Je suis éleveuse d’une trentaine de brebis Roussin de la Hague, sur une ferme de 19 Ha dans le sud de la Creuse avec mon mari. Pour tous les deux, cette ferme est une reconversion professionnelle mais surtout une nouvelle vie. Nous élevons des agneaux pour leur viande que nous proposons en vente directe, et valorisons aussi leur laine. Nous avons aussi des poules, juste assez, pour proposer leurs œufs sur un marché hebdomadaire à une dizaine de kilomètres de la ferme. J’ai créé ma marque pour mettre en avant cette matière première, trop souvent négligée mais tellement valorisante.
Mon parcours
Ancienne Lyonnaise, j'ai décidé il y a une dizaine d'années de migrer à la campagne et de faire confiance à mon instinct car je ne voyais plus de sens à ma vie en ville. J'ai trouvé le lieu et ma raison de vivre, à la campagne, proche de la terre, pour vivre simplement au fil des saisons, faire de mon travail ce qui me procure de la satisfaction. Mon mari, lui, est fils d'agriculteur normand, et son rêve de créer une petite ferme avec tout un tas d'animaux a rencontré le mien.
Pourquoi les brebis
J’avoue que les brebis sont devenues ma passion et surtout leur laine. Mais pourquoi des brebis normandes en Creuse ??
Mon mari est originaire du Cotentin, où sont élevés les Roussins de la Hague. C'est une race très ancienne, croisement d'une race locale et de races anglaises (Southdown et Dishley). C’est une race à faibles effectifs. Les brebis sont très maternelles, calmes et leur laine est très gonflante.
Sachant que je n'aurai pas suffisamment de volume pour lancer une production propre (minimum 100 kg), je me suis alliée à Cécile, éleveuse en Haute-Vienne, à qui j’achète son stock de laine Roussin de la Hague et de Bleu du Maine, tous les ans depuis 2019.
C’est grâce à mes recherches sur Internet (réseaux sociaux, blogs) que j’ai trouvé des noms d’entreprises à contacter pour transformer ma laine.
Mon premier fil est rustique et gonflant mais pourrait être un peu plus doux.
Cette année, je modifie la composition du fil avec le mélange de laines de 4 élevages : celle d’Éliane (Charolaise x Berrichon du Cher) qui part à la retraite à la fin de l’année, celle d’Emmanuelle (Mérinos) qui commence la production, celle de Cécile (Charmoise) qui a changé de races de brebis pour cause de problèmes de sécheresses et la mienne (Roussin de la Hague).

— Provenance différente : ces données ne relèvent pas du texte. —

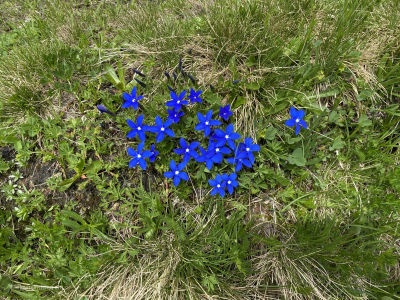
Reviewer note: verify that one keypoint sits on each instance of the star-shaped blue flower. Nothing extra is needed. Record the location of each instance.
(161, 129)
(218, 185)
(296, 119)
(176, 172)
(176, 101)
(194, 96)
(227, 137)
(187, 150)
(131, 100)
(138, 156)
(240, 159)
(230, 182)
(174, 115)
(249, 147)
(224, 112)
(206, 122)
(154, 153)
(138, 129)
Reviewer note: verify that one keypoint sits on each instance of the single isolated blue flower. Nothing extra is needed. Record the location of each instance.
(218, 185)
(194, 96)
(138, 128)
(161, 129)
(224, 112)
(103, 109)
(176, 172)
(154, 153)
(227, 137)
(239, 160)
(249, 147)
(174, 115)
(206, 122)
(187, 150)
(230, 182)
(131, 100)
(138, 156)
(297, 116)
(176, 101)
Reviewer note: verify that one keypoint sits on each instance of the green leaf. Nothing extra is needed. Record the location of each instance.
(254, 86)
(270, 133)
(93, 168)
(296, 158)
(364, 122)
(337, 144)
(250, 61)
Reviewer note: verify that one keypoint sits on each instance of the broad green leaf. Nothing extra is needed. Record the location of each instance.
(254, 86)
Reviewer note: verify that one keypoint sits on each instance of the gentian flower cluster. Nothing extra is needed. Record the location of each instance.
(221, 141)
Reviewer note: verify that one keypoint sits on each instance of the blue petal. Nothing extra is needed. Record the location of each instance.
(131, 124)
(200, 126)
(201, 117)
(127, 97)
(293, 113)
(133, 162)
(183, 176)
(160, 136)
(142, 163)
(290, 122)
(169, 174)
(159, 122)
(177, 179)
(297, 128)
(214, 191)
(132, 152)
(207, 130)
(142, 135)
(172, 165)
(209, 115)
(303, 123)
(170, 132)
(179, 151)
(183, 143)
(140, 147)
(139, 120)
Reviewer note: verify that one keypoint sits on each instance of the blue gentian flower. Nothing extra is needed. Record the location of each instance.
(176, 101)
(140, 82)
(249, 147)
(174, 115)
(138, 129)
(296, 119)
(218, 185)
(154, 153)
(139, 73)
(194, 96)
(227, 137)
(187, 150)
(176, 172)
(206, 122)
(131, 100)
(240, 159)
(230, 182)
(224, 112)
(161, 129)
(103, 109)
(138, 156)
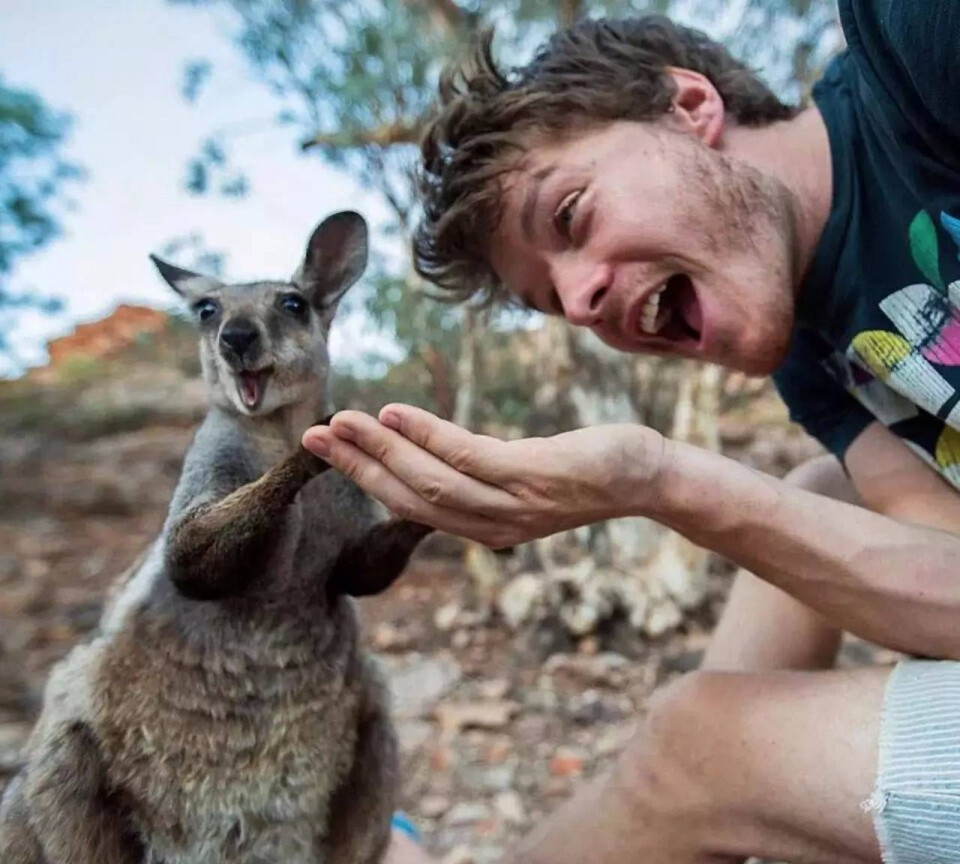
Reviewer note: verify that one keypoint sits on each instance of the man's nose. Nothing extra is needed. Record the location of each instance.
(583, 294)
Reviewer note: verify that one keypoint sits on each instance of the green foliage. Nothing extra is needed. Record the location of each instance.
(32, 180)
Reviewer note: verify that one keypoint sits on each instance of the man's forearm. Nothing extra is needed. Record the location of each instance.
(892, 583)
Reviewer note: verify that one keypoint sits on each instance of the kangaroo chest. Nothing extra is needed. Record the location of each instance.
(226, 760)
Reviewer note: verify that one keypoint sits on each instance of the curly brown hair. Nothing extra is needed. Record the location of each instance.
(597, 71)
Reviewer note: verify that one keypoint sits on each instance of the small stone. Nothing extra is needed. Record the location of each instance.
(494, 689)
(441, 759)
(589, 646)
(416, 683)
(458, 855)
(556, 787)
(434, 806)
(467, 813)
(509, 805)
(519, 599)
(662, 617)
(454, 716)
(483, 778)
(445, 618)
(613, 740)
(497, 751)
(607, 669)
(389, 637)
(413, 734)
(567, 762)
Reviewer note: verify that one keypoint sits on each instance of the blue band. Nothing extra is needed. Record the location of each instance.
(401, 822)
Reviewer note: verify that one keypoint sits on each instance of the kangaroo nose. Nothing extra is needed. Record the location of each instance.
(239, 338)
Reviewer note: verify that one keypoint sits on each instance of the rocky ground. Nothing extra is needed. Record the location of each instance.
(497, 728)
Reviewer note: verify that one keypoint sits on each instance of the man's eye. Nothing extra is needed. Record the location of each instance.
(205, 309)
(563, 217)
(294, 304)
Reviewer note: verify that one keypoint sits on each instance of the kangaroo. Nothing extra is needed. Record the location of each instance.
(225, 713)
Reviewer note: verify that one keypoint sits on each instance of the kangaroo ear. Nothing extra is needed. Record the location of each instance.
(189, 285)
(336, 258)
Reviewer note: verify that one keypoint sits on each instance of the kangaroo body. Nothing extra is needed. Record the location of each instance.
(225, 712)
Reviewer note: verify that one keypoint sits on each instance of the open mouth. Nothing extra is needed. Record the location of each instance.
(251, 386)
(673, 312)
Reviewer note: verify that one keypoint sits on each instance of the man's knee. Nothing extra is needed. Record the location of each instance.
(665, 768)
(823, 475)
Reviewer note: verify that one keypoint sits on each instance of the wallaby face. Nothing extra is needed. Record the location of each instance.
(226, 711)
(263, 345)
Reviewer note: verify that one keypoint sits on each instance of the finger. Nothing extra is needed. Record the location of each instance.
(371, 476)
(479, 456)
(434, 480)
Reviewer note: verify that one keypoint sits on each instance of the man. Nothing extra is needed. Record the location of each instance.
(638, 181)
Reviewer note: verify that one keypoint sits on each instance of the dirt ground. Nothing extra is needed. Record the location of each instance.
(496, 728)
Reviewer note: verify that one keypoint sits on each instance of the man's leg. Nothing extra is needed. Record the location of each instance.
(762, 628)
(731, 765)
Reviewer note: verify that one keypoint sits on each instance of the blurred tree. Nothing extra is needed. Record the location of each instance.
(32, 179)
(354, 82)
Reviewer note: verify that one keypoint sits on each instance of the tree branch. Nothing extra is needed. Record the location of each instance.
(445, 13)
(387, 135)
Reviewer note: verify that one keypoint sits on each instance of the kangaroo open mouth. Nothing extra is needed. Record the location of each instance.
(251, 386)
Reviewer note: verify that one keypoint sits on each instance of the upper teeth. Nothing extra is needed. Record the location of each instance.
(651, 321)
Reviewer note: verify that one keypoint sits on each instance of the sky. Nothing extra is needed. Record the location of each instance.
(117, 66)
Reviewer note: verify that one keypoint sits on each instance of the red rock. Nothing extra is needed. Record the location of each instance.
(566, 762)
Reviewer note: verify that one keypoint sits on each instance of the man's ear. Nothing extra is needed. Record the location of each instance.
(189, 285)
(335, 259)
(697, 106)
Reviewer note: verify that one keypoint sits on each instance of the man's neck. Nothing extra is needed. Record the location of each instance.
(796, 152)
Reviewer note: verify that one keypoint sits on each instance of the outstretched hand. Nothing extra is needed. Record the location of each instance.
(498, 493)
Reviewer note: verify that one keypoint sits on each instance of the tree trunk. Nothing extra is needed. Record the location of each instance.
(627, 568)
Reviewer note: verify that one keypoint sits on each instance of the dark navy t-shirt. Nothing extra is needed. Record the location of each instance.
(878, 335)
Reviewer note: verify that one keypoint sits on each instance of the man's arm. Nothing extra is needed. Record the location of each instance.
(895, 581)
(889, 581)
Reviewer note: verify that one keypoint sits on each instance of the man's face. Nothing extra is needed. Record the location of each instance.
(656, 242)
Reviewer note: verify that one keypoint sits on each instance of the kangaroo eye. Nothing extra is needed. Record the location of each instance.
(205, 309)
(294, 304)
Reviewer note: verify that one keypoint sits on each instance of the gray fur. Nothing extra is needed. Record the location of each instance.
(225, 712)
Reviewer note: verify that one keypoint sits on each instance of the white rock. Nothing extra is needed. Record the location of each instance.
(519, 598)
(446, 617)
(417, 683)
(509, 805)
(467, 813)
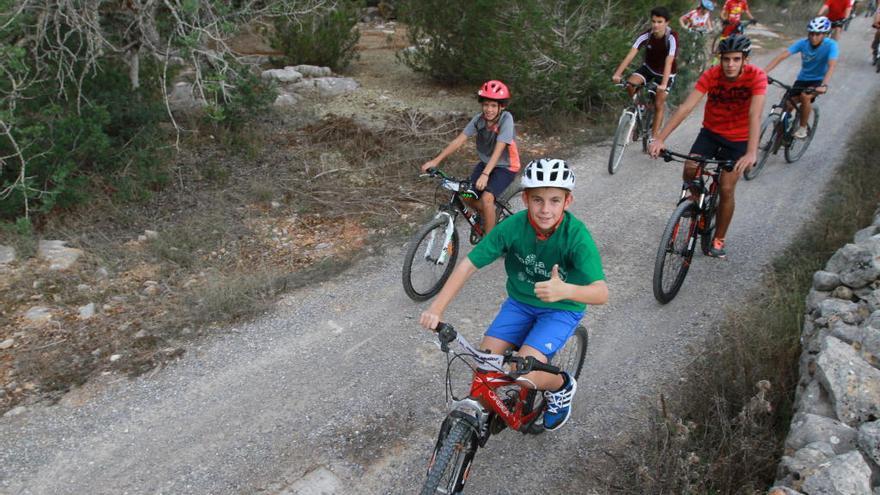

Pour moi, proposer des écheveaux dans une palette de couleurs était une évidence car j’aime tricoter le jacquard, notamment les modèles écossais, norvégiens, etc.
Mon but est de montrer aux clients (ainsi qu’aux éleveurs ovins) que grâce à la laine de moutons élevés en France dans de bonnes conditions, transformée par des entreprises du territoire, on peut tricoter et se vêtir de modèles élégants aux couleurs chatoyantes.
Dans cette expérience, Lainamac à Felletin (Association de filière valorisant la laine française) m’accompagne depuis plusieurs années, que ce soit lors de formations techniques (tricot machine), de développement de marque et de marchés (RésoLaine 2025), de communication et de photographie ou l’utilisation des Ateliers partagés à la Villa Châteaufavier. Tout cela me soutient pour faire de « la Ocheline » une marque de laine responsable et durable.